My tent sits at the back of the Tecopa Hot Springs campground with Grimshaw Dry Lake behind me; the trailer parked in the foreground is unoccupied and the white dusting on the ground is minerals coming to the surface, not snow

Bicycle camping in and around Mojave National Preserve 2006

Day 8: Tecopa Hot Springs to Shoshone and back

16.6 miles, 1:16 hrs, 28.4 mph max, 12.6 mph avg

Morning again. Time for a very light day of cycling, and time to sleep in a bit. Tecopa Hot Springs feels like a great place to do this. I'm tired after yesterday's long ride and feel like I could get easily stuck here and stay for years.


The men's "cool pool" at Tecopa Hot Springs

When I finally get up because the tent is getting too hot inside, I walk over to the showers and soak in the hot pools for a while. I sit in the "cool pool" for about ten minutes, and it's quite warm despite the name. Then I decide to try out the "warm pool" for a while, which starts to feel rather hot after a few minutes.

This can be a very social place and people come from all around to visit the area and relax in the naturally warm water. Nudity is required in the pools and the men's pool is separate from the women's pools.

I end up chatting for about an hour with a guy who now lives in Pahrump, Nevada, some 25 miles away from here.

He calls Pahrump the obesity capital of the USA. Like me, he's a city kid at heart and we end up talking mostly about places like New York City and San Francisco. Our chat started while we were sitting in the hot pools and is continuing while we slowly dry ourselves off.

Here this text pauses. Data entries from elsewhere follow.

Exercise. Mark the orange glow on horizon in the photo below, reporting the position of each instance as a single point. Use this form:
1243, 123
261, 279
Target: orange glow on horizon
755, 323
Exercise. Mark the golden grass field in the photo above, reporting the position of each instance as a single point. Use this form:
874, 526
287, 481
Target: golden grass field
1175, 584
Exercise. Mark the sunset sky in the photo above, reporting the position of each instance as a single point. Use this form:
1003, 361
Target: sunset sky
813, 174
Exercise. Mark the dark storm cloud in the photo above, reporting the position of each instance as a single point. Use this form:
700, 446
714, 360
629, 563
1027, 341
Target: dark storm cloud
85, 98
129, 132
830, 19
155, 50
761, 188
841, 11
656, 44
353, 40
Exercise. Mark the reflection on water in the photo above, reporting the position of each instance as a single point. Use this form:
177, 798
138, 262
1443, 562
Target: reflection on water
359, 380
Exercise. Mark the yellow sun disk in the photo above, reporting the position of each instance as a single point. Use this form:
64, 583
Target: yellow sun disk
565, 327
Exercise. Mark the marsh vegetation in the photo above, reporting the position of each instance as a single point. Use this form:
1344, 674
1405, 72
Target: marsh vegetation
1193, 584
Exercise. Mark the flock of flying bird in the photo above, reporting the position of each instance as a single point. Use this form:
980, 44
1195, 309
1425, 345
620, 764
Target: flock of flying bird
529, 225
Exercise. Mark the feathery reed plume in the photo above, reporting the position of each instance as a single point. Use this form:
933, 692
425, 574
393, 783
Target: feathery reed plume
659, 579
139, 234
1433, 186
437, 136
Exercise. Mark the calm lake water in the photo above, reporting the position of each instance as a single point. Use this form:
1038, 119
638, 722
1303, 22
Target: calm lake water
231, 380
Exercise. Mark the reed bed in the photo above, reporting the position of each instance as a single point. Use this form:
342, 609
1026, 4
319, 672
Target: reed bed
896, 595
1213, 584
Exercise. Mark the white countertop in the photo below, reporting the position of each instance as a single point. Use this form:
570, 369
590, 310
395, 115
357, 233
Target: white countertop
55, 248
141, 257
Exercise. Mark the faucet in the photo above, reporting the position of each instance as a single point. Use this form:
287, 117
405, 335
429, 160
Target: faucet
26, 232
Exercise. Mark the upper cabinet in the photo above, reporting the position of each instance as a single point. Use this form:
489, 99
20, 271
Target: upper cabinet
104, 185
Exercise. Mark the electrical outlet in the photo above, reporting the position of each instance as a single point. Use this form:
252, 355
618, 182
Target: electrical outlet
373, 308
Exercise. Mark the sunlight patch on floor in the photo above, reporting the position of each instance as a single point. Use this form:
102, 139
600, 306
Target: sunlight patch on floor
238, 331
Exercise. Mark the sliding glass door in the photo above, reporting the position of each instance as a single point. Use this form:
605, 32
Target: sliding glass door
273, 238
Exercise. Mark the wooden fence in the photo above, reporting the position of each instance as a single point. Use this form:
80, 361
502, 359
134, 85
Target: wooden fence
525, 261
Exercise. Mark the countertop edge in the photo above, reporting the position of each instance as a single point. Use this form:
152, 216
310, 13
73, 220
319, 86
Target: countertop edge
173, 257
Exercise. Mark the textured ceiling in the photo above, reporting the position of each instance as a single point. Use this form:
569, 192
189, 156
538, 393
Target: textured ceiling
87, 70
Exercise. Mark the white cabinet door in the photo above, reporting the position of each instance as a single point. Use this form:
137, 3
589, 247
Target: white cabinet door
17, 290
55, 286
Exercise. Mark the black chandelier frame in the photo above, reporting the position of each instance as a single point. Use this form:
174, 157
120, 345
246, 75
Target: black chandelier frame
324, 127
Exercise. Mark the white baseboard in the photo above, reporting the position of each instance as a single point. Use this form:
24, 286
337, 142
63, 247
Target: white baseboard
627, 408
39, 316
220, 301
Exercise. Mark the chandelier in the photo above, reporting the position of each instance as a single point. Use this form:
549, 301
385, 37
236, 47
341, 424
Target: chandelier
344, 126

The pool building at Tecopa Hot Springs

He flatters me, probably intentionally, when he turns to a quieter guy drying off next to him and points out jokingly that my slim body is what a human being is supposed to look like.

Out of the showers, I walk into the office next door to pay for a second night at my campsite. It's so nice that I don't need to pack up everything today. I buy a couple of bags of chips, a bottle of juice and a large can of iced tea. There is no other store in town, so this little convenience is a welcome one.

I walk back to my tent, and just as I arrive, Billy, the bicycle-touring guy that I met at the showers last night arrives in his little car with his dog.

Just as I am thinking how much I enjoy the little brook near my tent, Billy informs me that the brook is just the drainage water from the hot pools and showers. So much for natural charm!